Total, profiteur de guerre

75 % des Français jugent ses bénéfices inacceptables

Vendredi 29 mai, à l’occasion de l’assemblée générale des actionnaires de Total Énergies, une centaine de militant.e.s communistes (sous bonne garde policière) s’est réunie devant le siège de la société à La Défense (Hauts-de-Seine) pour demander la nationalisation du groupe « profiteur de guerre » et exiger un blocage du prix à la pompe. « Nationalisation de Total », « 6 milliards de profits en six mois », « 1,50 euro max-blocage des prix des carburants », proclamaient les banderoles.

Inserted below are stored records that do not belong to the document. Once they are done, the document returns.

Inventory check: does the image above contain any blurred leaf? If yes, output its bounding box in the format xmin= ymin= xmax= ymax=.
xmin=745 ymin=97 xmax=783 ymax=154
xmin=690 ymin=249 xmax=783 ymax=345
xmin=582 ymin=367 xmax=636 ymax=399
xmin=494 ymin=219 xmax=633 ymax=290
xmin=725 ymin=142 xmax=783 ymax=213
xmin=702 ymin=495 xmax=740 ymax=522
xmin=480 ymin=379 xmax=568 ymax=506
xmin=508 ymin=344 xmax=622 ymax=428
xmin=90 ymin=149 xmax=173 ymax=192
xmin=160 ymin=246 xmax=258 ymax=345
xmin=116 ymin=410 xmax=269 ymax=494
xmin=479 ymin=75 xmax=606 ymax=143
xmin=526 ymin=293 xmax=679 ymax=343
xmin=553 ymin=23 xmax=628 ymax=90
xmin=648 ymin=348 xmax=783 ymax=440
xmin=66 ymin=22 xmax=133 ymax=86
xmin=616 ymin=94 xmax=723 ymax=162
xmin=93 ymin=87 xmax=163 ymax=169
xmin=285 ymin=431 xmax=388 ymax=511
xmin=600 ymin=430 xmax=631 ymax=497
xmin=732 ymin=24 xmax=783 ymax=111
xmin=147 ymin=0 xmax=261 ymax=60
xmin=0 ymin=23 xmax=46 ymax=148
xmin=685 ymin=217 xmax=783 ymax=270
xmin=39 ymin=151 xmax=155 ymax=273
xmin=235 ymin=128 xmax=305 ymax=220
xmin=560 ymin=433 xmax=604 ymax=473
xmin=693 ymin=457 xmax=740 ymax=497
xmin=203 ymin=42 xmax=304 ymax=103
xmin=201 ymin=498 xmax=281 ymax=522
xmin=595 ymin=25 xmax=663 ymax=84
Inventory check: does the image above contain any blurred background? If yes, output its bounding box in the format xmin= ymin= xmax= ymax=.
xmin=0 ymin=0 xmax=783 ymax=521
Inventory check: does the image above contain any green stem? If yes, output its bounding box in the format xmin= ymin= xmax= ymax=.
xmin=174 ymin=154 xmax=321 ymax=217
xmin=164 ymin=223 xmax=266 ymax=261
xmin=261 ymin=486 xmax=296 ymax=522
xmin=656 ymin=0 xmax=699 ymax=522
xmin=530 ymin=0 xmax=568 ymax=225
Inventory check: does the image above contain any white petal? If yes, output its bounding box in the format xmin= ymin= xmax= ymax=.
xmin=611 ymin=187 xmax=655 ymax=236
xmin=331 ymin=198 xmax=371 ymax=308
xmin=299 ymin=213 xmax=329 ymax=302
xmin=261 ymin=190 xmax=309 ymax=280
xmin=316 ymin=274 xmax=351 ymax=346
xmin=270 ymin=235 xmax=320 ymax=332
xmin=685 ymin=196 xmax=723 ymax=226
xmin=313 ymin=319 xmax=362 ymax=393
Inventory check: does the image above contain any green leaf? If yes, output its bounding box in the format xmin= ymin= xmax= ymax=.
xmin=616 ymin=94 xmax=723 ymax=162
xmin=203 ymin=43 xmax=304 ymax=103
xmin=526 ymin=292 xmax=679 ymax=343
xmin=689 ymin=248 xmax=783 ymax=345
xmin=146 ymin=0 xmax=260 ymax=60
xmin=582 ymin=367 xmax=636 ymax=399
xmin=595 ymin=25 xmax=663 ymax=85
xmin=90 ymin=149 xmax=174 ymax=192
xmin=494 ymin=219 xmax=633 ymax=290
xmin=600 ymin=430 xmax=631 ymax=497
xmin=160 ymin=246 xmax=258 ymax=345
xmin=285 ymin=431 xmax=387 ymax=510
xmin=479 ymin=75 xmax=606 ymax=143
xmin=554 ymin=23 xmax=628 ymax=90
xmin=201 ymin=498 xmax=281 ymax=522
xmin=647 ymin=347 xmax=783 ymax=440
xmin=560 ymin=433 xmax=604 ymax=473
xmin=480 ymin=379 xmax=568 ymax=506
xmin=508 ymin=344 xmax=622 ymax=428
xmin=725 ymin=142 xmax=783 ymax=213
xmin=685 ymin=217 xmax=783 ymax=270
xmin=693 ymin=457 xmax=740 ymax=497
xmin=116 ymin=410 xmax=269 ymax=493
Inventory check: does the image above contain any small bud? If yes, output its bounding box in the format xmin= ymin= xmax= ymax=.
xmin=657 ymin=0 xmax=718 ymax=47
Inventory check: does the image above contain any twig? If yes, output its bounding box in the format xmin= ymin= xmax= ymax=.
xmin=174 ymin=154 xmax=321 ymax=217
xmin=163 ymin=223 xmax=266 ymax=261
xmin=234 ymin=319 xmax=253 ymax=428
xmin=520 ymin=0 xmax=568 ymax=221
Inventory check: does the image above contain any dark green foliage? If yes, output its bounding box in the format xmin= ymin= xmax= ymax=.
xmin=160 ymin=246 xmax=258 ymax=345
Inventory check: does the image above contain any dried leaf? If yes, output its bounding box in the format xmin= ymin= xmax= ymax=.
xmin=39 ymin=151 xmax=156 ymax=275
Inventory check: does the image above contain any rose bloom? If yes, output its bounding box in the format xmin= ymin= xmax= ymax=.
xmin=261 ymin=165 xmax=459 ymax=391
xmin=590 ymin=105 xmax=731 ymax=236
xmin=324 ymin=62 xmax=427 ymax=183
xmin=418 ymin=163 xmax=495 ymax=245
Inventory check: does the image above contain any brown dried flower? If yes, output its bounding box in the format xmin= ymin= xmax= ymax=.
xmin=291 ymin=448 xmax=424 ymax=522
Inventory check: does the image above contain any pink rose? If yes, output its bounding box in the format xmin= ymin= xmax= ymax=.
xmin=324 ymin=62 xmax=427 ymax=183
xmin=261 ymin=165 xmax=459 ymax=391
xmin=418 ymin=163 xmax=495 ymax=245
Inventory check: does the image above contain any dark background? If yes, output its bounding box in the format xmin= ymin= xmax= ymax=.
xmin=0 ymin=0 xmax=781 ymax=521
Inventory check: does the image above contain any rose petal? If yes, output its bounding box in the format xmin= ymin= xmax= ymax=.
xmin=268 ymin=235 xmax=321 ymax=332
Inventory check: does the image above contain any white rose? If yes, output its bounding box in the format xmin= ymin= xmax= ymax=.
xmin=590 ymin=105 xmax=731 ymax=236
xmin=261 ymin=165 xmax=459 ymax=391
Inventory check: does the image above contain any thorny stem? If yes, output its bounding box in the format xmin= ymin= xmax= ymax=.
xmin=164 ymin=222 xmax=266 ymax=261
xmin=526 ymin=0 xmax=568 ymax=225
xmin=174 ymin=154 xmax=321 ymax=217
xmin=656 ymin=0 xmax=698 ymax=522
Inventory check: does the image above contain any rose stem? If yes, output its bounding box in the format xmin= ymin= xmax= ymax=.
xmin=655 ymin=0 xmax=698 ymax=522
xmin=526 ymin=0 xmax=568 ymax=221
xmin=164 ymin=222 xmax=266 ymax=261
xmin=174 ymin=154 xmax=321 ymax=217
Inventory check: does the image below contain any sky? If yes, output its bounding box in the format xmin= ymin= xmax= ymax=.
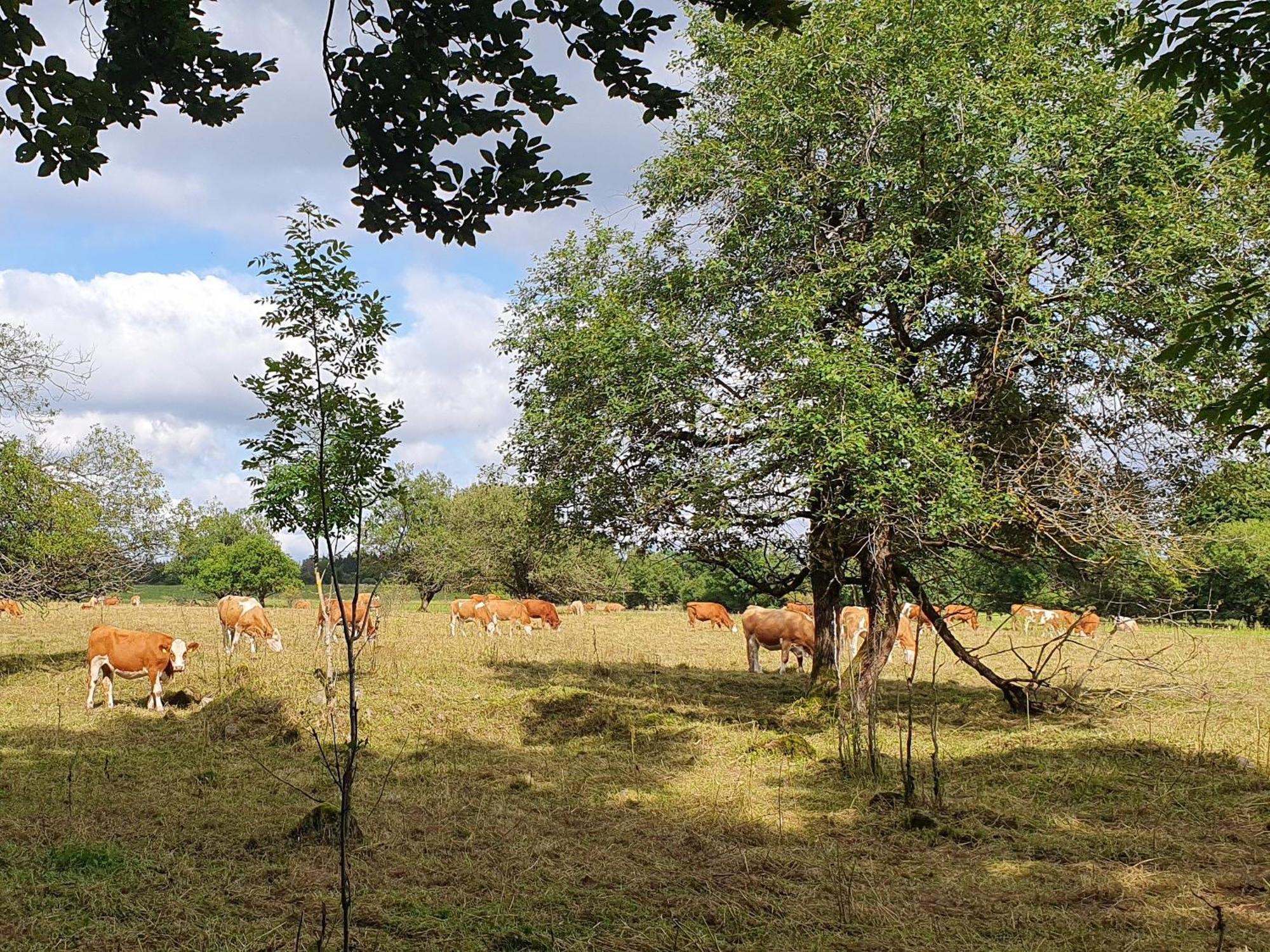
xmin=0 ymin=0 xmax=673 ymax=553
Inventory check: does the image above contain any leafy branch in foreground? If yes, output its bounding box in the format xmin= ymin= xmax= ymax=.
xmin=243 ymin=201 xmax=401 ymax=949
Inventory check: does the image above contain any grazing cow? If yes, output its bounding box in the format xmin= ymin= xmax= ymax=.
xmin=740 ymin=605 xmax=815 ymax=674
xmin=318 ymin=592 xmax=380 ymax=641
xmin=1010 ymin=604 xmax=1077 ymax=635
xmin=521 ymin=598 xmax=560 ymax=631
xmin=838 ymin=603 xmax=914 ymax=666
xmin=88 ymin=625 xmax=198 ymax=711
xmin=1111 ymin=614 xmax=1138 ymax=635
xmin=216 ymin=595 xmax=282 ymax=655
xmin=450 ymin=595 xmax=494 ymax=635
xmin=838 ymin=605 xmax=869 ymax=661
xmin=485 ymin=598 xmax=533 ymax=635
xmin=940 ymin=604 xmax=979 ymax=631
xmin=688 ymin=602 xmax=737 ymax=631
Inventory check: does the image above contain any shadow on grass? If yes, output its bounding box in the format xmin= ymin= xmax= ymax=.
xmin=0 ymin=663 xmax=1270 ymax=952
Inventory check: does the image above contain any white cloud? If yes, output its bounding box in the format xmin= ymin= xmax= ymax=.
xmin=0 ymin=269 xmax=514 ymax=515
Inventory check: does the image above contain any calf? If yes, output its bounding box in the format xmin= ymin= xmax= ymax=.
xmin=88 ymin=625 xmax=198 ymax=711
xmin=450 ymin=595 xmax=494 ymax=635
xmin=216 ymin=595 xmax=282 ymax=655
xmin=521 ymin=598 xmax=560 ymax=631
xmin=688 ymin=602 xmax=737 ymax=631
xmin=318 ymin=592 xmax=380 ymax=641
xmin=485 ymin=598 xmax=533 ymax=635
xmin=740 ymin=605 xmax=815 ymax=674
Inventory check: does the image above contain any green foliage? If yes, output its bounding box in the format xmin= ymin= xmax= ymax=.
xmin=0 ymin=428 xmax=168 ymax=600
xmin=0 ymin=0 xmax=805 ymax=244
xmin=164 ymin=499 xmax=272 ymax=594
xmin=185 ymin=533 xmax=300 ymax=604
xmin=1198 ymin=519 xmax=1270 ymax=625
xmin=502 ymin=0 xmax=1265 ymax=635
xmin=0 ymin=0 xmax=276 ymax=183
xmin=1104 ymin=0 xmax=1270 ymax=169
xmin=1180 ymin=457 xmax=1270 ymax=528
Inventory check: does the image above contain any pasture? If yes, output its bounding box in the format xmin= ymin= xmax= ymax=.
xmin=0 ymin=602 xmax=1270 ymax=952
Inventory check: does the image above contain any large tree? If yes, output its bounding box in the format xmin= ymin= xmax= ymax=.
xmin=503 ymin=0 xmax=1265 ymax=703
xmin=0 ymin=0 xmax=804 ymax=244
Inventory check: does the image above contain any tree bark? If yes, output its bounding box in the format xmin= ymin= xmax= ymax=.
xmin=855 ymin=524 xmax=899 ymax=713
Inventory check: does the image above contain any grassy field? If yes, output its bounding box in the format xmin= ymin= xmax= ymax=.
xmin=0 ymin=602 xmax=1270 ymax=952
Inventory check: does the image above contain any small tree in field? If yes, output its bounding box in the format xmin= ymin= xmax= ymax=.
xmin=243 ymin=201 xmax=401 ymax=949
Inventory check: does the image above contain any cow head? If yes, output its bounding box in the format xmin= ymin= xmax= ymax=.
xmin=168 ymin=638 xmax=198 ymax=671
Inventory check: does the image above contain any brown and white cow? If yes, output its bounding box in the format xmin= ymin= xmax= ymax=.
xmin=485 ymin=598 xmax=533 ymax=635
xmin=450 ymin=595 xmax=494 ymax=635
xmin=838 ymin=605 xmax=869 ymax=661
xmin=216 ymin=595 xmax=282 ymax=655
xmin=318 ymin=592 xmax=380 ymax=641
xmin=740 ymin=605 xmax=815 ymax=674
xmin=88 ymin=625 xmax=198 ymax=711
xmin=688 ymin=602 xmax=737 ymax=631
xmin=521 ymin=598 xmax=560 ymax=631
xmin=940 ymin=604 xmax=979 ymax=631
xmin=1074 ymin=612 xmax=1102 ymax=638
xmin=1111 ymin=614 xmax=1138 ymax=635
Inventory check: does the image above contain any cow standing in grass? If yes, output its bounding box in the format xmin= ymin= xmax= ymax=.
xmin=450 ymin=595 xmax=494 ymax=635
xmin=740 ymin=605 xmax=815 ymax=674
xmin=88 ymin=625 xmax=198 ymax=711
xmin=688 ymin=602 xmax=737 ymax=631
xmin=216 ymin=595 xmax=282 ymax=655
xmin=521 ymin=598 xmax=560 ymax=631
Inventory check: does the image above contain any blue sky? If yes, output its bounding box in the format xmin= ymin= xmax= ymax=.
xmin=0 ymin=0 xmax=671 ymax=556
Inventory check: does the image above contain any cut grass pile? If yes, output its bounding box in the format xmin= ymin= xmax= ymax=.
xmin=0 ymin=607 xmax=1270 ymax=952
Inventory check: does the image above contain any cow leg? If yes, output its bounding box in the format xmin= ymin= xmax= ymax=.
xmin=88 ymin=658 xmax=105 ymax=711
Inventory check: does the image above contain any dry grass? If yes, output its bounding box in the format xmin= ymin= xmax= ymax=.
xmin=0 ymin=605 xmax=1270 ymax=951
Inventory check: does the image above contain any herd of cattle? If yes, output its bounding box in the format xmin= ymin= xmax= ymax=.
xmin=0 ymin=593 xmax=1137 ymax=711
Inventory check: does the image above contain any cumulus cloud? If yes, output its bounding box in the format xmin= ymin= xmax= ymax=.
xmin=0 ymin=269 xmax=514 ymax=531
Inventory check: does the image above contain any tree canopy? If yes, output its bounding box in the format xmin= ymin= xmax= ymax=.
xmin=0 ymin=0 xmax=805 ymax=244
xmin=503 ymin=0 xmax=1264 ymax=701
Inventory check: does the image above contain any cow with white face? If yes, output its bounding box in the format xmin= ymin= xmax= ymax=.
xmin=88 ymin=625 xmax=198 ymax=711
xmin=216 ymin=595 xmax=282 ymax=655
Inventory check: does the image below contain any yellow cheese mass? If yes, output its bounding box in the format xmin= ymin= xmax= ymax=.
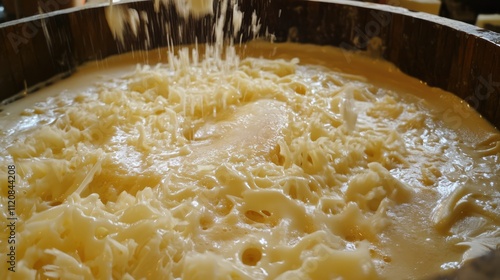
xmin=0 ymin=43 xmax=500 ymax=279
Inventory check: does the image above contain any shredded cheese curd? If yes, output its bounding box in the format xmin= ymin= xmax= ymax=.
xmin=0 ymin=43 xmax=500 ymax=279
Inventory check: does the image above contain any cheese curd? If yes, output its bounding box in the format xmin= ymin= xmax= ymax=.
xmin=0 ymin=42 xmax=500 ymax=279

« Les actionnaires se réunissent pour faire le bilan des premiers mois de 2026. Quels sont-ils ? Alors que les Français.es sont confrontés à la hausse du coût de la vie, du prix du litre d’essence à la pompe, les actionnaires de Total, eux, se desserrent la ceinture. Ce sont de véritables profiteurs de crise », a déclaré Léon Deffontaines, porte-parole du PCF.

Total a en effet engrangé des bénéfices record – 4,96 milliards d’euros au premier trimestre, une hausse de 51 % sur un an.

« Les Français.es n’ont pas le luxe d’avoir le plus grand groupe de pétrole privatisé », titrait l’Humanité.

Sur France Inter, Sophie Binet, secrétaire générale de la CGT, insistait : « Ce qui est extrêmement choquant depuis le début de cette crise, c’est que chaque mois on a des annonces toujours plus indécentes de profits de Total. »

Selon un sondage de l’Institut Veblen, 75 % des Français.es jugent les bénéfices de Total Énergies « dérangeants » ou « inacceptables ».

Patrick Pouyanné, le PDG, sera auditionné par la commission des Finances de l’Assemblée nationale le 17 juin.

Article publié dans CommunisteS, numéro 1089 du 3 juin 2026.